Canonical Oban worker

defmodule MyApp.Workers.CouncilJob do
  use Oban.Worker,
    queue: :councils,
    # Timeout = max wall-clock for the run. Leave a buffer over your
    # member_timeout_ms × max_attempts × round_count.
    timeout: :timer.minutes(10),
    # Don't auto-retry by default; councils are expensive. Let Oban
    # surface the error and decide manually whether to re-enqueue.
    max_attempts: 1

  @impl Oban.Worker
  def perform(%Oban.Job{args: %{"council_id" => cid, "input" => input} = args}) do
    council = MyApp.Councils.lookup!(cid)

    # Validate before spawning. `start/3` would also gate on this,
    # but doing it here lets us return a clean Oban discard for
    # config bugs that should never be retried.
    case CouncilEx.validate(council) do
      :ok -> :continue
      {:error, errs} -> {:cancel, {:invalid_council, errs}}
    end
    |> case do
      :continue -> do_run(council, input, args)
      cancel -> cancel
    end
  end

  defp do_run(council, input, args) do
    # runner. Without this, killing the job leaves the runner alive.
    case CouncilEx.run(council, input,
           await_timeout: :timer.minutes(8),
           verbose: false
         ) do
      {:ok, %CouncilEx.Result{} = result} ->
        MyApp.Persistence.save_run(args, result)
        {:ok, result.run_id}

      {:error, %CouncilEx.Result{errors: errors} = result} ->
        # Run started but rounds failed. Persist what we have so the UI
        # can show partial state.
        MyApp.Persistence.save_run(args, result)
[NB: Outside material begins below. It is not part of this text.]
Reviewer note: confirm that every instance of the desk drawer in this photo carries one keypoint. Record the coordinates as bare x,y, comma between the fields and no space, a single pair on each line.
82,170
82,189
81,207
        # Decide whether to retry based on the error kinds. See the
        # "When to retry" section below.
        if Enum.any?(errors, &CouncilEx.Error.retryable?/1) do
          {:error, "transient failure: #{inspect(errors)}"}
        else
          {:cancel, {:permanent, errors}}
        end

      {:error, {:invalid_council, errs}} ->
        # Should be caught by the pre-validate above, but belt-and-suspenders.
        {:cancel, {:invalid_council, errs}}

      {:error, :timeout} ->
        # Hit our await_timeout but the run might still be working.
        # `CouncilEx.run/3` calls `start_link/3` internally, so the
        # runner dies with us. If you want to keep it alive past worker
        # exit, switch to `CouncilEx.start/3` (unlinked) and call
        # `CouncilEx.terminate_run/1` here instead.
        {:error, :timeout}
    end
  end
end

When to retry

CouncilEx.Error.retryable?/1 already classifies errors:

KindRetryable?Source
:transientyesHTTP 5xx, 429, transport errors
:permanentnoAuth failures, 4xx (other than 429), config bugs
:validationnoOutput schema validation failures
:cancellednocancel/1 was called
:timeout (legacy)noM1-era; use :transient for new code

Runner-level retry already kicks in inside a single member call (per the :retry policy, default {2, 1000}). What Error.retryable?/1 tells you here is whether to re-enqueue the whole job. Typically you only want this on :transient.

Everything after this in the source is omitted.